8. Il résulte de ce qui précède qu’il y a lieu d’enjoindre à la préfète de l’Isère de fixer un rendez-vous aux quatre membres de la famille pour l’enregistrement de leur demande d’asile dans le délai de trois jours ouvrés suivant la notification de la présente ordonnance. Il y a lieu d’assortir cette injonction d’une astreinte de 100 euros par jour de retard.
Sur les conclusions présentées au titre de l’aide juridictionnelle et des frais de procès :
9. Compte tenu de l’urgence qu’il y a à statuer sur le recours de Mme A, il y a lieu de l’admettre au bénéfice de l’aide juridictionnelle provisoire. Par suite, son avocate peut se prévaloir des dispositions de l’article 37 de la loi du 10 juillet 1991. Il y a lieu, dans les circonstances de l’espèce, de mettre à la charge de l’Etat la somme de 600 euros à verser à Me Marcel sur le fondement de l’article 37 de la loi du 10 juillet 1991, sous réserve de sa renonciation à la part contributive de l’Etat et de l’admission définitive de la requérante au bénéfice de l’aide juridictionnelle. Dans le cas où l’aide juridictionnelle ne serait pas accordée par le bureau d’aide juridictionnelle, la somme de 600 euros sera versée à Mme A.
O R D O N N E :
Article 1er : L’intervention de l’association ADA est admise.
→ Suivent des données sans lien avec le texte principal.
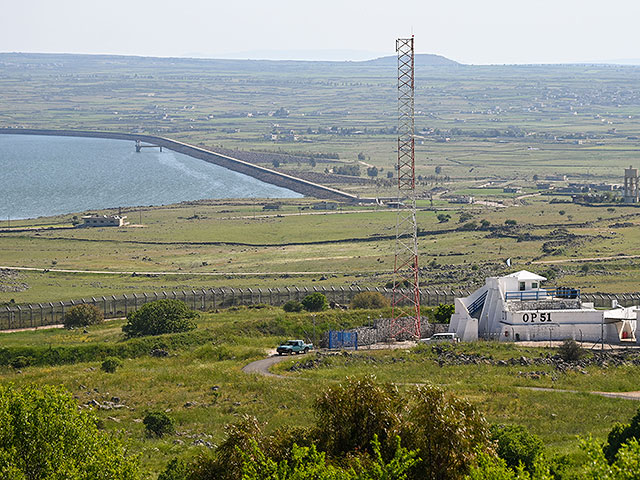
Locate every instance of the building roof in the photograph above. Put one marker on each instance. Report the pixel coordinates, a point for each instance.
(526, 275)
Article 2 : Mme A est admise, à titre provisoire, au bénéfice de l’aide juridictionnelle.
Article 3 : Il est enjoint à la préfète de l’Isère de fixer un rendez-vous à Mme A pour l’enregistrement de sa demande d’asile et de celles de ses filles mineures dans le délai de trois jours ouvrés suivant la notification de la présente ordonnance, sous astreinte de 100 euros par jour de retard.
Article 4 : L’Etat versera une somme de 600 euros à Me Marcel sur le fondement de l’article 37 de la loi du 10 juillet 1991, sous réserve de sa renonciation à la part contributive de l’Etat et de l’admission définitive de Mme A au bénéfice de l’aide juridictionnelle. Dans le cas où l’aide juridictionnelle ne serait pas accordée par le bureau d’aide juridictionnelle, la somme de 600 euros sera versée à Mme A.
Article 5 : La présente ordonnance sera notifiée à Mme B A et au ministre de l’intérieur.
Copie en sera adressée à la préfète de l’Isère.
Fait à Grenoble, le 22 janvier 2025.
La juge des référés,
A. C
Le greffier,
M. Palmer
La République mande et ordonne au ministre de l’intérieur en ce qui le concerne, ou à tous commissaires de justice à ce requis en ce qui concerne les voies de droit commun, contre les parties privées, de pourvoir à l’exécution de la présente décision.